Un demi siècle après le lancement de la mission Apollo 8, marquant le premier survol d’un autre astre que la terre, la conquête spatiale se porte plutôt bien cette année, entre missions spatiales et lancements, toujours plus haut, toujours plus loin semble être le maître mot de cette discipline.

L’année 2018 promet d’être particulièrement riche en nouvelles missions d’exploration du système solaire ; Solar Orbiter de l’Agence spatiale européenne et Parker Solar Probe de la NASA devraient lancer des observatoires solaires à une distance particulièrement faible de l’astre.

De nouvelles images de la planète Mars devraient également nous parvenir cette année, la Nasa prévoit de lancer la sonde spatiale Insight vers la planète rouge, celle-ci est programmée pour se poser sur Mars en novembre et utiliser ses instruments pour analyser la structure interne de la planète.

En 2018, deux atterrissages sont prévus sur des astéroïdes:  la sonde Hayabusa 2 de la JAXA, lancée en 2014, va rencontrer l’astéroïde Ryugu au mois de juin. Ensuite, en août, la mission OSIRIS-REx de la NASA va rencontrer un autres astéroïde proche de la Terre nommé Bennu.Ces deux missions visent à récupérer et ramener des échantillons sur Terre (en 2020 pour Hayabusa et en 2023 pour OSIRIS-Rex).

Cependant, l’événement le plus significatif de cette année 2018 resta sans conteste l’implication de l’Asie dans la conquête spatiale, notamment la Chine

La Chine se lance dans l’exploration des mystères de notre Univers

 

Au début de sa conquête spatiale, la Chine avait un demi siècle de retard en comparaison aux États-Unis et à la Russie.

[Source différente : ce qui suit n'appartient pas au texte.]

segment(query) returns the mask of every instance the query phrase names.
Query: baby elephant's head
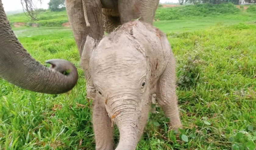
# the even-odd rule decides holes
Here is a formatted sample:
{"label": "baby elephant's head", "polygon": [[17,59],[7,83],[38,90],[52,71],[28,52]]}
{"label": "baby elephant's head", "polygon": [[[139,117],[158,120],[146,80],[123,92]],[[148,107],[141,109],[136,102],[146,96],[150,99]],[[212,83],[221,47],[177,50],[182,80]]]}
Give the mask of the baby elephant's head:
{"label": "baby elephant's head", "polygon": [[105,37],[90,53],[94,100],[105,106],[119,128],[116,149],[135,149],[148,119],[149,66],[144,48],[128,34],[120,33]]}

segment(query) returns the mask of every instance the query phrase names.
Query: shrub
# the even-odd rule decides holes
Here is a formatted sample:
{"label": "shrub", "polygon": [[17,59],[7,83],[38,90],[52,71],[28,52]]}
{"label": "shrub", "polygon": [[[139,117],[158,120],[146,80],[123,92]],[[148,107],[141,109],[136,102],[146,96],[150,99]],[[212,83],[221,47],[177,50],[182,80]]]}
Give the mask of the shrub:
{"label": "shrub", "polygon": [[256,5],[252,5],[246,9],[246,11],[250,12],[256,12]]}
{"label": "shrub", "polygon": [[163,7],[163,5],[161,4],[158,4],[158,7],[160,8],[160,7]]}
{"label": "shrub", "polygon": [[195,85],[200,78],[202,70],[201,66],[196,61],[198,57],[196,56],[193,59],[189,58],[183,68],[178,72],[177,84],[180,88],[190,88]]}

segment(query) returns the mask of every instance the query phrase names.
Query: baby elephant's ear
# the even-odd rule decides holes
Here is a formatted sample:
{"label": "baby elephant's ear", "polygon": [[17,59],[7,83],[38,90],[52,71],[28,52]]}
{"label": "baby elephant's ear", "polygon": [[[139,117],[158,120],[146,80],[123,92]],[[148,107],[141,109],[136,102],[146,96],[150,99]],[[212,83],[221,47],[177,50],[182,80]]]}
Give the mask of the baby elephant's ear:
{"label": "baby elephant's ear", "polygon": [[88,69],[91,53],[94,49],[95,47],[95,42],[94,39],[87,35],[86,37],[86,40],[84,44],[84,47],[80,62],[80,66],[84,69],[87,78],[87,74],[88,74],[88,72],[89,71]]}

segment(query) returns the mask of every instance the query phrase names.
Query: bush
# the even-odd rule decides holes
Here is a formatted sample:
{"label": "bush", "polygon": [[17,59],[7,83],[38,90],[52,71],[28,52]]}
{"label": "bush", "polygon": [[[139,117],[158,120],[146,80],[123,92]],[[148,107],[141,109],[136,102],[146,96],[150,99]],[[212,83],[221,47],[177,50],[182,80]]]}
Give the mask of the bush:
{"label": "bush", "polygon": [[189,89],[195,85],[200,78],[202,69],[201,65],[196,61],[198,59],[198,56],[196,56],[193,59],[189,58],[183,68],[178,72],[177,85],[180,88]]}
{"label": "bush", "polygon": [[256,5],[252,5],[246,9],[246,11],[250,12],[256,12]]}
{"label": "bush", "polygon": [[158,6],[157,7],[158,8],[162,7],[163,7],[163,5],[161,4],[158,4]]}
{"label": "bush", "polygon": [[61,12],[66,9],[65,0],[50,0],[49,8],[52,12]]}

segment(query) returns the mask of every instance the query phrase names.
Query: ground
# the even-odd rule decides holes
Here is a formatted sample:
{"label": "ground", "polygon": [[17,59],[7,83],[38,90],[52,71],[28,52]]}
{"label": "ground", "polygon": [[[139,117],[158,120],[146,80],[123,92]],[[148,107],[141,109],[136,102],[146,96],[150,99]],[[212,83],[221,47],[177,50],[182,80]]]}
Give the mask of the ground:
{"label": "ground", "polygon": [[[234,16],[154,22],[166,34],[176,58],[183,129],[179,134],[168,131],[168,119],[157,107],[137,150],[255,149],[256,18]],[[13,30],[37,60],[46,65],[49,59],[68,60],[79,78],[69,92],[54,95],[0,80],[0,149],[95,149],[91,102],[70,29]]]}

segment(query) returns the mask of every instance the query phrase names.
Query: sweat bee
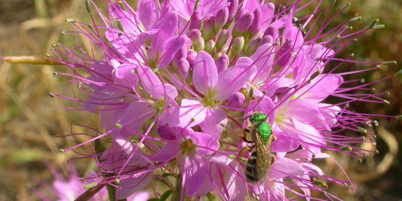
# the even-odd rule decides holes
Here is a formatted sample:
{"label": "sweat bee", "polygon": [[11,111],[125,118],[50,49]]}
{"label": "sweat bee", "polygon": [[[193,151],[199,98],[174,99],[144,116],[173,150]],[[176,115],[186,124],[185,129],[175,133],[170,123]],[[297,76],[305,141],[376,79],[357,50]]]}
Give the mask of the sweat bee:
{"label": "sweat bee", "polygon": [[298,28],[298,30],[300,31],[300,32],[301,33],[301,35],[303,36],[306,36],[306,30],[305,29],[304,27],[303,27],[303,25],[300,22],[298,18],[296,17],[294,17],[292,19],[292,23],[293,23],[294,25],[295,25]]}
{"label": "sweat bee", "polygon": [[[267,115],[264,113],[252,115],[248,118],[249,129],[244,130],[242,137],[245,142],[254,144],[246,166],[246,177],[251,182],[264,181],[275,160],[271,155],[271,146],[276,138],[271,126],[267,123]],[[250,135],[251,141],[247,140],[246,133]]]}

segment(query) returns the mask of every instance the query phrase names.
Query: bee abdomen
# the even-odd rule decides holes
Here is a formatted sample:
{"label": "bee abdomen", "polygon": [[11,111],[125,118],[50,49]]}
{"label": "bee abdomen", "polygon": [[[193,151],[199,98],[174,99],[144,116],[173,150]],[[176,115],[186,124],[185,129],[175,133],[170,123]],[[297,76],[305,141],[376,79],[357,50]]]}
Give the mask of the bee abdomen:
{"label": "bee abdomen", "polygon": [[256,182],[259,180],[255,164],[257,162],[257,152],[254,151],[251,153],[246,167],[246,177],[251,182]]}

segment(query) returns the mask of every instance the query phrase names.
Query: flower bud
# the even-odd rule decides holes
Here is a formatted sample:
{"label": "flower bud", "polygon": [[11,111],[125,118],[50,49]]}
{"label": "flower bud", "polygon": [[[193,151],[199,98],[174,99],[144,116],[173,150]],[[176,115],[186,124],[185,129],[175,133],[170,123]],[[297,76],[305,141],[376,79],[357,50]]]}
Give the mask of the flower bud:
{"label": "flower bud", "polygon": [[230,3],[230,5],[228,7],[229,15],[228,16],[228,22],[231,22],[234,20],[236,14],[237,13],[237,9],[239,8],[239,0],[229,0],[228,2]]}
{"label": "flower bud", "polygon": [[195,42],[194,44],[194,50],[196,52],[199,52],[204,50],[204,46],[205,45],[205,41],[203,38],[199,38],[199,39]]}
{"label": "flower bud", "polygon": [[156,132],[162,139],[170,140],[176,139],[176,136],[174,135],[176,129],[174,128],[169,127],[166,125],[160,126],[156,128]]}
{"label": "flower bud", "polygon": [[190,68],[190,64],[188,63],[188,61],[185,58],[182,58],[179,60],[177,63],[179,73],[182,77],[185,77],[188,73],[188,69]]}
{"label": "flower bud", "polygon": [[223,29],[219,32],[217,38],[216,47],[217,50],[220,50],[223,46],[228,42],[229,39],[229,32],[227,29]]}
{"label": "flower bud", "polygon": [[187,33],[187,36],[194,43],[201,38],[201,32],[198,29],[193,29]]}
{"label": "flower bud", "polygon": [[260,44],[260,38],[256,38],[248,44],[248,45],[245,47],[245,50],[244,51],[244,52],[246,53],[247,56],[250,56],[252,55],[254,52],[255,52],[255,51],[257,50],[257,48],[258,47],[258,44]]}
{"label": "flower bud", "polygon": [[214,33],[217,33],[219,32],[223,27],[223,26],[226,24],[229,15],[229,10],[227,8],[218,11],[217,15],[215,16],[215,18],[214,19],[214,23],[213,24]]}
{"label": "flower bud", "polygon": [[190,21],[190,30],[201,29],[202,22],[201,15],[198,12],[195,12]]}
{"label": "flower bud", "polygon": [[245,100],[246,97],[241,92],[234,92],[228,100],[228,105],[232,107],[239,108],[244,104]]}
{"label": "flower bud", "polygon": [[243,49],[244,46],[244,37],[239,36],[235,39],[233,44],[232,45],[232,49],[230,50],[232,56],[237,55]]}
{"label": "flower bud", "polygon": [[263,37],[262,39],[261,39],[259,46],[261,46],[267,43],[273,44],[272,43],[273,43],[273,38],[272,36],[268,35]]}
{"label": "flower bud", "polygon": [[215,63],[217,65],[218,73],[219,73],[228,69],[229,66],[229,57],[226,54],[222,55],[218,58]]}
{"label": "flower bud", "polygon": [[210,40],[212,37],[212,21],[211,19],[204,21],[201,33],[204,40]]}
{"label": "flower bud", "polygon": [[232,34],[234,37],[240,36],[242,33],[247,31],[250,27],[251,22],[253,22],[254,15],[252,13],[247,13],[239,19],[233,27]]}
{"label": "flower bud", "polygon": [[261,10],[259,8],[257,8],[254,10],[253,13],[254,15],[254,18],[253,19],[253,22],[250,25],[249,32],[251,36],[254,36],[258,32],[260,31],[261,29]]}
{"label": "flower bud", "polygon": [[293,41],[287,40],[278,51],[278,66],[285,66],[287,65],[291,58],[290,53],[293,52]]}
{"label": "flower bud", "polygon": [[195,51],[189,49],[187,51],[187,61],[188,61],[188,64],[190,66],[194,65],[194,61],[195,61],[195,57],[197,56],[197,53]]}
{"label": "flower bud", "polygon": [[207,44],[205,44],[205,51],[210,54],[212,54],[214,50],[215,50],[215,41],[213,40],[210,40]]}
{"label": "flower bud", "polygon": [[264,35],[263,35],[263,38],[265,36],[271,36],[273,39],[273,41],[275,41],[275,40],[277,40],[278,36],[279,35],[279,31],[278,29],[275,27],[272,26],[269,26],[265,30],[265,31],[264,32]]}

La situation est bien différente aujourd’hui, l’écart se réduit, il est quasiment sur le point d’être comblé.

Et bien que certaines technologies spatiales chinoises n’aient pas encore atteint le niveau de développement occidental, le pays se hisse désormais au rand des trois premières puissances spatiales. La China Aerospace Science and Technology Corporation (CASC) a dévoilé toute une série d’objectifs en termes de technologies, de sciences et d’applications spatiales, pour une période allant de 2017 à 2045. L’objectif est de renforcer sa capacité d’accès à l’espace, notamment en se dotant d’une infrastructure et d’une économie spatiales, grâce à l’exploitation minière des astéroïdes.

Outre le  projet de centrale solaire installée dans l’espace,  la Chine a prévu de lancer deux engins vers la Lune : le relais de télécommunications Chang’e 4 LRS en juin et en décembre le Rover du même nom qui doit être déposé sur la face cachée de la Lune, ce qui constituerait une réelle percée dans l’exploration lunaire et un pas important pour le pays ainsi que la communauté scientifique mondiale.

La Chine n’est cependant pas le seul pays d’Asie à investir dans l’espace, l ‘Inde et le Japon envisagent de lancer une mission commune en direction de la Lune afin de concurrencer la Chine. Le projet spatial indo-japonais pourrait être annoncé d’ici à mars 2019.

 

Le secteur privé vers la conquête de l’espace

Outre les programmes spatiaux gouvernementaux, de plus en plus de sociétés privées s’investissent dans la conquête spatiale; il y a quelques heures à peine, la société américaine dirigée par Elon Musk a réussi le 50e tir de sa fusée Falcon 9 pour mettre en orbite un satellite de télécommunications, Mais cette fusée n’est qu’une étape dans ce qu’Elon Musk voit comme sa grande œuvre : la colonisation de la planète Mars, l’inventeur sud-africain envisage désormais de charger ses vaisseaux avec des humains, l’idée serait d’envoyer les vaisseaux dans l’espace directement depuis un pas de tir.

Organiser des voyages touristiques dans l’espace est le rêve ultime de l’industrie aéronautique depuis des décennies, et si 2018 était l’année qui verrait ce rêve se réaliser ? Depuis 2010, l’excentrique PDG de Virgin, le Britannique Richard Branson, engloutit des fonds impressionnants dans Virgin Galactic, sa filiale dédiée aux vols spatiaux touristiques. 700 clients potentiels sont déjà intéressés par l’aventure, ils devraient débourser environ 210 000 euros pour s’offrir un vol suborbital.

Le tourisme spatial n’est plus le fantasme de quelques excentriques, de plus en plus de société s’intéresse à ce secteur; avec Blue Origin, Jeff Bezos, le patron d’Amazon a également le projet d’envoyer des touristes dans une capsule propulsée depuis un pas de tir.

Nous arrivons bientôt à une ère où les avancées et découvertes scientifiques connaissent une accélération fulgurante, avec la révolution de l’intelligence artificielle, il y a fort à parier que la science dépassera prochainement la science fiction et les récits d’anticipation.